One can say that the first wave of imperial “neocons” was not the group that got the U.S. into the Iraq War (2003) but the group described by Warren Zimmerman in his classic book on the rise of the American Empire from the 1890s onwards:
First Great Triumph
How Five Americans Made Their Country a World Power.
Illustrated. 562 pp. New York: Farrar, Straus & Giroux
“Americans like to pretend that they have no imperial past,” Warren Zimmermann tells us in First Great Triumph: How Five Americans Made Their Country a World Power. But they do.
The United States had been expanding its borders from the moment of its birth, though its reach had been confined to the North American continent until 1898, when American soldiers and sailors joined Cuban and Filipino rebels in a successful war against Spain. When the war was won, the United States acquired a “protectorate” in Cuba and annexed Hawaii, the Philippine Islands, Guam, Puerto Rico and Hawaii. “In 15 weeks,” Zimmermann notes, “the United States had gained island possessions on both the Atlantic and Pacific sides of its continental mass. It had put under its protection and control more than 10 million people: whites, blacks, Hispanics, Indians, Polynesians, Chinese, Japanese and the polyethnic peoples of the Philippine archipelago.”
John Hay, at the time the American ambassador to Britain, writing to his friend Theodore Roosevelt in Cuba, referred to the war against Spain as “a splendid little war, begun with the highest motives, carried on with magnificent intelligence and spirit, favored by that Fortune which loves the brave.” He hoped that the war’s aftermath would be concluded “with that fine good nature, which is, after all, the distinguishing trait of the American character.” More than a century later, we are still asking ourselves just how splendid that little war and its consequences really were.
Zimmermann, a career diplomat and a former United States ambassador to Yugoslavia, begins his brilliantly readable book about the war and its aftermath with biographical sketches of the five men — Alfred T. Mahan, Theodore Roosevelt, Henry Cabot Lodge, John Hay and Elihu Root — who played a leading role in making “their country a world power.”
Ironically, it turns out that any reader of Joseph Conrad’s (died in 1924) famous novel Nostromo from 1904 would have encountered the “manifesto” of the American Empire, very clearly enunciated by one of the characters in the novel:
“Time itself has got to wait on the greatest country in the whole of God’s universe.
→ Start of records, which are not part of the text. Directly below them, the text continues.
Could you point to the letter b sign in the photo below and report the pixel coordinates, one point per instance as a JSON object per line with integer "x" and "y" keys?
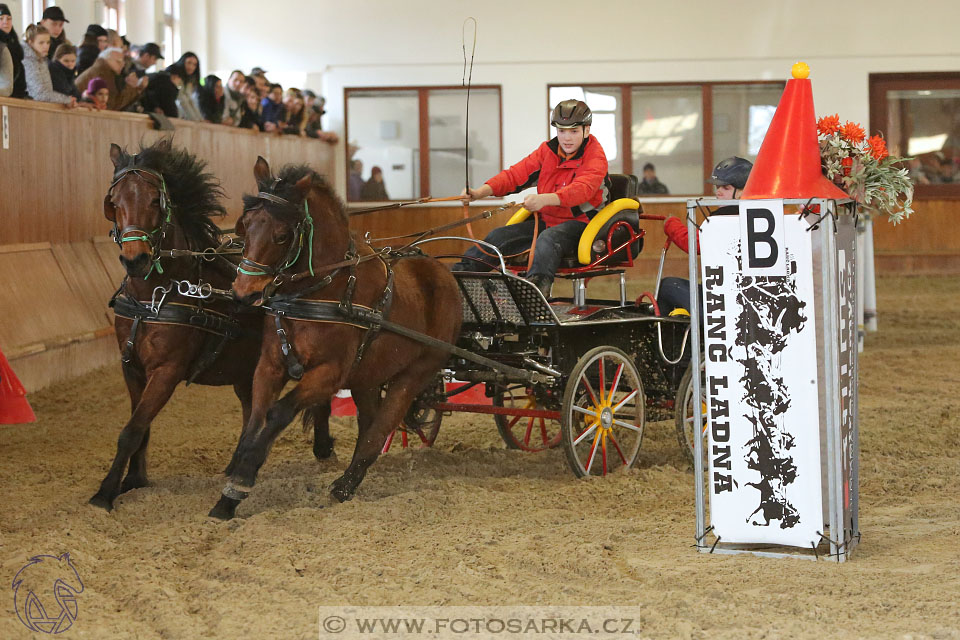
{"x": 761, "y": 237}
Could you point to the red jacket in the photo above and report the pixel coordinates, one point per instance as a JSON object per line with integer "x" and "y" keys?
{"x": 580, "y": 181}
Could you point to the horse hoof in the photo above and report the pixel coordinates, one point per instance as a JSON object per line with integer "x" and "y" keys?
{"x": 224, "y": 509}
{"x": 102, "y": 501}
{"x": 130, "y": 483}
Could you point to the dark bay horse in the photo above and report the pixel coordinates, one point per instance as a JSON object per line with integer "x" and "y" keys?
{"x": 295, "y": 233}
{"x": 161, "y": 199}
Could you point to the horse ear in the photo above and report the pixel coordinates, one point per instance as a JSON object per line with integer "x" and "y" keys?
{"x": 109, "y": 211}
{"x": 261, "y": 171}
{"x": 116, "y": 155}
{"x": 303, "y": 185}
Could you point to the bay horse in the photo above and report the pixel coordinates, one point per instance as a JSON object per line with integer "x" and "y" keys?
{"x": 296, "y": 233}
{"x": 161, "y": 199}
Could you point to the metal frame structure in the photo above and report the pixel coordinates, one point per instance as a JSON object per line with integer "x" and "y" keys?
{"x": 839, "y": 538}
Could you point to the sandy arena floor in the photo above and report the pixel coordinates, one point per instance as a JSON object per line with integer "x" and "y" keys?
{"x": 469, "y": 522}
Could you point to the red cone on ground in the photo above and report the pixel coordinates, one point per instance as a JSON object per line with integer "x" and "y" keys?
{"x": 14, "y": 408}
{"x": 788, "y": 165}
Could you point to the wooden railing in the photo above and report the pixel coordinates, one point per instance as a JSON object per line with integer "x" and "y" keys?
{"x": 58, "y": 267}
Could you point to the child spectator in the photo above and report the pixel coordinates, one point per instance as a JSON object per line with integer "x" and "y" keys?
{"x": 271, "y": 109}
{"x": 62, "y": 70}
{"x": 250, "y": 112}
{"x": 39, "y": 84}
{"x": 210, "y": 99}
{"x": 188, "y": 68}
{"x": 161, "y": 94}
{"x": 233, "y": 97}
{"x": 296, "y": 115}
{"x": 52, "y": 20}
{"x": 8, "y": 36}
{"x": 94, "y": 42}
{"x": 108, "y": 67}
{"x": 97, "y": 94}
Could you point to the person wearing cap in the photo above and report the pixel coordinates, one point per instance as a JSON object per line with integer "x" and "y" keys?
{"x": 94, "y": 41}
{"x": 728, "y": 178}
{"x": 651, "y": 185}
{"x": 52, "y": 20}
{"x": 10, "y": 42}
{"x": 147, "y": 56}
{"x": 109, "y": 66}
{"x": 570, "y": 173}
We shall be giving the word for everything; industry, trade, law, journalism, art, politics and religion, from Cape Horn clear over to Smith’s Sound (i.e., Canada/Greenland), and beyond too, if anything worth taking hold of turns up at the North Pole. And then we shall have the leisure to take in hand the outlying islands and continents of the earth.
“We shall run the world’s business whether the world likes it or not. The world can’t help it—and neither can we, I guess.”
Joseph Conrad, Nostromo, Penguin Books, 2007, pages 62/63
The political stances of Conrad which seem so denunciatory of imperialism here in Nostromo seem very disrespectful of Africans in his Heart of Darkness as Chinua Achebe (Nigerian novelist, author of Things Fall Apart) and other Africans have shown and decried. Thus one sees layer upon layer of contradiction both in American empire-mongering and Conrad’s anticipation of it in his novel Nostromo.